Так странно, ещё вчера я была полна надежд и впечатлений. Фантазий, даже можно сказать. О прошлом, которого никогда не было, и, наверное, о будущем, которого никогда не будет. Одно осталось неизменным — моя реакция на него. Когда-то я считала это проявлением благодарности, но нет… Прожив жизнь, повзрослев, набравшись опыта, могу сказать: это было из-за чего угодно, но не из чувства благодарности.
— Как вдохновение? Вернулось? — Голос Риз в трубке кажется мне элементом какой-то чужой жизни. — Да, я пишу… пишу… и иногда не могу остановиться. — Здорово, — хмыкает Риз, — так и знала, что Вустершир на тебя благотворно подействует. — Да, как в сказку попала. — Может, ты не только последнюю книгу закончишь, но ещё и новую начнёшь? — Кто знает, всё возможно, — не отрицаю я. — Как местные? Не обижают? — с усмешкой спрашивает она. — Нет, все тут крайне дружелюбны. — Говорю «все», но думаю, конечно, только про Лиама. Затем к столу и помешиваю ложкой тесто. Рука соскальзывает, и металлическая ложка громко стучит о край посуды.
— Ты там, что, готовишь? — прерывает меня догадливая Риз.
— Ага. Пеку.
— Печёшь? У тебя, что, гости?
— В точку.
— Расскажешь? Кто он?
Не удержавшись, я нервно хихикаю.
— А что сразу он-то?
— Ну, — выдыхает в трубку мой агент. — А я, что, ошибаюсь? — бьёт вопросом на вопрос.
— Не он… они, — поправляю я.
— Они? Ты меня удивляешь!
— Пока без подробностей, — отрезаю я, решая ничего не говорить.
Риз, посмеиваясь, желает мне повеселиться, а я включаю духовку и обрываю звонок.
- Сюда? — Я примериваю рисунок на дверцу холодильника.
— Ага, — четырёхлетний мальчишка отхлёбывает чай и тянется за кексом. — Мне ведь можно ещё кусочек?
— Конечно. — Подхожу к столу. — Это волшебный кекс, прямо из сказки, по рецепту Джима.
— Правда? — любознательные зелёные глаза с удивлением смотрят на меня.
— Тот самый? — Тот самый, — подтверждаю с улыбкой.
Тони начинает жевать с особым рвением.
— Обалдеть, — говорит с набитым ртом. — Значит, я стану таким же храбрым, как и Джим?
— Ну, дело тут не только в кексах, но он придаст тебе сил, это точно.
Не удержавшись, я ерошу ему волосы и ловлю взгляд Лиама. Тот поспешно переводит его на рисунок. Детские художества — это способ общения, на бумаге оказывается всё, что ребёнок чувствует и видит. Этакая речь. И Тони рассказал мне, что я ему понравилась. Он изобразил меня в саду у дома, а рядом — малыша Джима с палкой, которая, по-видимому, на самом деле являлась мечом. Вдали поместились ещё две фигуры — одна побольше, другая поменьше — это они с Лиамом. Вот так он нас всех объединил.

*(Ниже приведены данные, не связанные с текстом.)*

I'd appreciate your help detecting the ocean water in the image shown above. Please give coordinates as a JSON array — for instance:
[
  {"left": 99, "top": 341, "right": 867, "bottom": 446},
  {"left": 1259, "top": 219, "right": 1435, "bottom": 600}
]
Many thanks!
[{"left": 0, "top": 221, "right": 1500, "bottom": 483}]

— Давно не бывал в Солнечном Уголке, — заговаривает Лиам, обводя взглядом кухню. Милые цветастые занавесочки на окнах и вместо дверец шкафчиков создают атмосферу сельского уюта. — Как тебе здесь?
— Нравится, даже очень, — признаюсь я, ладонями обнимая большую белую чашку. — Здесь так спокойно. Кажется, вдохновение возвращается.
— Как ты вообще начала писать? Я помню твою любовь к сочинительству. Но одно дело рассказывать на ходу, следуя за воображением, а другое — переносить фантазию на бумагу.
— Ох. — Я опускаю взгляд, не понимая, говорить ли начистоту или рассказать общую версию, которой я обычно придерживаюсь. — Сначала это был просто способ пережить горе, — решаюсь я, — так психолог посоветовал. Постепенно меня увлекло. Я поняла, что действительно хочу этим заниматься и мне это действительно нравится. Дети полюбили придуманные мной истории.
— Прости, — шепчет Лиам с досадой и некоторой неловкостью. — Мог бы и сам догадаться.
— Нет-нет, всё хорошо, — поспешно перебиваю я. — Я как садист со стажем. Знаешь, какая у меня любимая часть «работы»? — Он разводит руками, а я улыбаюсь уголком рта. — Общение с детьми. Мне нравится встречаться с моими маленькими слушателями, читать им вслух. Я опустошена, но и одновременно с тем на небывалом подъёме после этого.
Мы смотрим друг на друга в упор. Я знаю, что он знает и понимает, в его глазах отражается та самая давняя боль за меня, и я, не выдерживая, отвожу взгляд.